Kritik zu Der Seidenfächer
Zwei Frauenfreundschaften in China, mal modern, mal historisch: Wayne Wang hat einen Roman der chinesisch-amerikanischen Autorin Lisa See verfilmt
In der chinesischen Provinz Hunan gibt es die jahrhundertealte Tradition der arrangierten Frauenfreundschaft. Unter Zuhilfenahme astrologischer Expertisen suchen die Eltern für ihre Töchter eine beste Freundin aus. Schon in jungen Jahren schließen die Wahlschwestern einen Bund fürs Leben, der auch neben Ehe und Familie Bestand hat. Eine solche »laotong « stellte die chinesisch-amerikanische Autorin Lisa See ins Zentrum ihres Romanes »Der Seidenfächer« (2005), den Wayne Wang nun für die Leinwand adaptiert hat. War Sees Geschichte ausschließlich im China des 19. Jahrhunderts angesiedelt, ziehen Wang und seine drei Drehbuchautoren eine zweite, gegenwärtige Zeitebene ein.

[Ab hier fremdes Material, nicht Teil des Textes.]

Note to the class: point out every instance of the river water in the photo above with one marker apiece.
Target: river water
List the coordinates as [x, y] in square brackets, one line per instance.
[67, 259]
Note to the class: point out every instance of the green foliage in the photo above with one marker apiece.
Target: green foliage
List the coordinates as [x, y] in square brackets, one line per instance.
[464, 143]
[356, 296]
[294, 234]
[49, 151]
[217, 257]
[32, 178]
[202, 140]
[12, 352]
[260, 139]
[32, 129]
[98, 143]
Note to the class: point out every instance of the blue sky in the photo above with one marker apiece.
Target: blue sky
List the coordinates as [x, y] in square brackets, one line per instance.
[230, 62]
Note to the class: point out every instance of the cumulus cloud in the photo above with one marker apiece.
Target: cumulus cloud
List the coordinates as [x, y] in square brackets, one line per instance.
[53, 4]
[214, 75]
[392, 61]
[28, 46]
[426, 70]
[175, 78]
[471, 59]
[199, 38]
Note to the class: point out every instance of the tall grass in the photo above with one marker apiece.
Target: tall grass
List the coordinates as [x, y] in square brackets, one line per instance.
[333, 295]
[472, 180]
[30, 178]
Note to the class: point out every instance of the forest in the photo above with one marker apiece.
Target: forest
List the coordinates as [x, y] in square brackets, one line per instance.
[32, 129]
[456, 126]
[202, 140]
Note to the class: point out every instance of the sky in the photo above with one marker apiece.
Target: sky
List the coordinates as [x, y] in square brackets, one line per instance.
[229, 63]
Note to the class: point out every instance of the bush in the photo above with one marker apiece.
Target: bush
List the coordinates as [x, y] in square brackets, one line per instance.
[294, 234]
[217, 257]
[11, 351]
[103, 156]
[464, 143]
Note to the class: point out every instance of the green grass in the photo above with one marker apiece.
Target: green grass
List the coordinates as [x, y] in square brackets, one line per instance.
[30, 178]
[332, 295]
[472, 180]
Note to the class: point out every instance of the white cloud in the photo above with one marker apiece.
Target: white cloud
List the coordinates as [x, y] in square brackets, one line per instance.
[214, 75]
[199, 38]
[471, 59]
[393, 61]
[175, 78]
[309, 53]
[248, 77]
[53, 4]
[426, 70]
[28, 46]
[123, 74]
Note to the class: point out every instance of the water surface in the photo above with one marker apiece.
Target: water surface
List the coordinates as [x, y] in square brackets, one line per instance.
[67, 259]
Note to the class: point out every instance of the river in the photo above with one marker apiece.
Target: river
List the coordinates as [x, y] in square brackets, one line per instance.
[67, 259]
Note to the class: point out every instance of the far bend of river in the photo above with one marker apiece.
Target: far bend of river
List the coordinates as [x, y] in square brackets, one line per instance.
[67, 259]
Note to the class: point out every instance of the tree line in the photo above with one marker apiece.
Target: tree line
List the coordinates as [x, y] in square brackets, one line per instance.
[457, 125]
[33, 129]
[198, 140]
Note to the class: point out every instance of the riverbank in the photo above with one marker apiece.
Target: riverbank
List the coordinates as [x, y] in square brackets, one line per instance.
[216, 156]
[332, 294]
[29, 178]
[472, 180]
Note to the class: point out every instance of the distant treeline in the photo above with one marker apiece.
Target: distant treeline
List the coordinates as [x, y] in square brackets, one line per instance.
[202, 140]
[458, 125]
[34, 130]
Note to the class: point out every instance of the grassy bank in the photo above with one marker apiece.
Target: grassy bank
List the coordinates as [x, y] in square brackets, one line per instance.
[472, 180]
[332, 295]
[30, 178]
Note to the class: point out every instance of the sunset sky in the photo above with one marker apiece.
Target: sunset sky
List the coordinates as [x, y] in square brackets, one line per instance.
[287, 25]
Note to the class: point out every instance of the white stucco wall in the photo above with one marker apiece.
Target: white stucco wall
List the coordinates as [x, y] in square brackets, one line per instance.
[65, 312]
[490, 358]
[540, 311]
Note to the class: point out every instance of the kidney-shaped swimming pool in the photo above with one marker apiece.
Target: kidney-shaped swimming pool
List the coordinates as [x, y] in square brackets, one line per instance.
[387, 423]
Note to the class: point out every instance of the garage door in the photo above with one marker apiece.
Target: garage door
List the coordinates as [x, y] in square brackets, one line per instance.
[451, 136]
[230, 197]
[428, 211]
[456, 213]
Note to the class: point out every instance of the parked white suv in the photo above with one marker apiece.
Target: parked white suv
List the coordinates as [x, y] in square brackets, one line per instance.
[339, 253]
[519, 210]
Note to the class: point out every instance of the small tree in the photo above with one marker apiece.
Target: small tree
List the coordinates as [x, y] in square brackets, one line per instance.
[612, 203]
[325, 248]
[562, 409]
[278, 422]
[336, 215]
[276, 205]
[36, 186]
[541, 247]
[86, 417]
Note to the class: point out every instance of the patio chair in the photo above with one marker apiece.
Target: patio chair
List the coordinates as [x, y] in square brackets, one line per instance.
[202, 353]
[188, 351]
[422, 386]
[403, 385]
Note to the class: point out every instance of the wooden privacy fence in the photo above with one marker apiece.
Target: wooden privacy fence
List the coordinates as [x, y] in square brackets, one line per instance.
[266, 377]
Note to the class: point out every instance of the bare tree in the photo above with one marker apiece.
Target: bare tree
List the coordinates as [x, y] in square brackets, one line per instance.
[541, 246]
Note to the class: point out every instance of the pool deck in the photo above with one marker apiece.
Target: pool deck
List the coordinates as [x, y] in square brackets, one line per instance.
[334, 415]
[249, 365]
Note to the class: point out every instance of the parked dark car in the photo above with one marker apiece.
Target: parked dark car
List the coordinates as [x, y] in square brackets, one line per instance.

Der Film beginnt im heutigen Shanghai, wo Nina (Bingbing Li) gerade dabei ist, ihr Karriereleben nach New York zu verlagern, als sie die Nachricht erhält, dass ihre langjährige Freundin Sophia (Gianna Jun) nach einem Verkehrsunfall im Koma liegt. Nina entscheidet sich, vorerst in China zu bleiben, und in Rückblenden wird die Geschichte der Freundschaft der beiden Frauen rekonstruiert, die sich seit ihrer Kindheit kennen und als Erwachsene nach einigen Konflikten in verschiedene Richtungen gedriftet sind. In Sophias Apartment findet Nina ein Manuskript, in dem es um eine »laotong« zwischen der Tochter aus reichem Hause, Snow Flower, und der aus ärmlicheren Verhältnissen stammenden Lily im China des 19. Jahrhunderts geht. In einer gemessenen Pendeldramaturgie schwingt die Erzählung fortan zwischen den beiden Zeitebenen hin und her, wobei die Protagonistinnen in beiden Handlungssträngen von denselben Darstellerinnen gespielt werden. Wenn Snow Flower und Lily als Kinder der schmerzhaften Prozedur des Füßebindens unterzogen werden, schlüpft im nächsten Bild auf der Gegenwartsebene Nina aus ihren unbequemen Stöckelschuhen. Sind die Freundinnen im 19.Jahrhundert in der Lieblosigkeit ihrer arrangierten Ehen gefangen, erscheinen Nina und Sophia eher als Opfer des unfokussierten, stressgetriebenen Lebens in der modernen Gesellschaft. Immer wieder bleiben die beiden in der eigenen Sprachlosigkeit stecken, während die Beziehung für die Wahlschwestern in der Vergangenheit über alle Schicksalsschläge hinweg zu einem festen Anker und damit auch zur Spiegelung der unausgesprochenen Sehnsüchte der Gegenwartsfreundinnen wird.
Die Grenzen zwischen Freundschaft und Liebe geraten auf beiden Erzählebenen in Bewegung, ohne dass der Film jedoch den Mut zur lesbischen Lovestory findet. Auf die Gesamtlänge von 103 Minuten wirkt die Modernisierung der literarischen Vorlage durch die Parallelisierung einer Gegenwartsgeschichte jedoch deutlich überanstrengt und führt dazu, dass sich weder die beiden Frauenfreundschaften noch ihr jeweiliger zeithistorischer Kontext adäquat auf der Leinwand entfalten können. Die Entwicklung der Figuren bleibt schon früh in behaupteten Gefühlen stecken und die melodramatischen Möglichkeiten der Geschichte von zwei mal zwei Liebenden, die nie wirklich zueinanderfinden können, werden in kunsthandwerklicher Ambitioniertheit erstickt.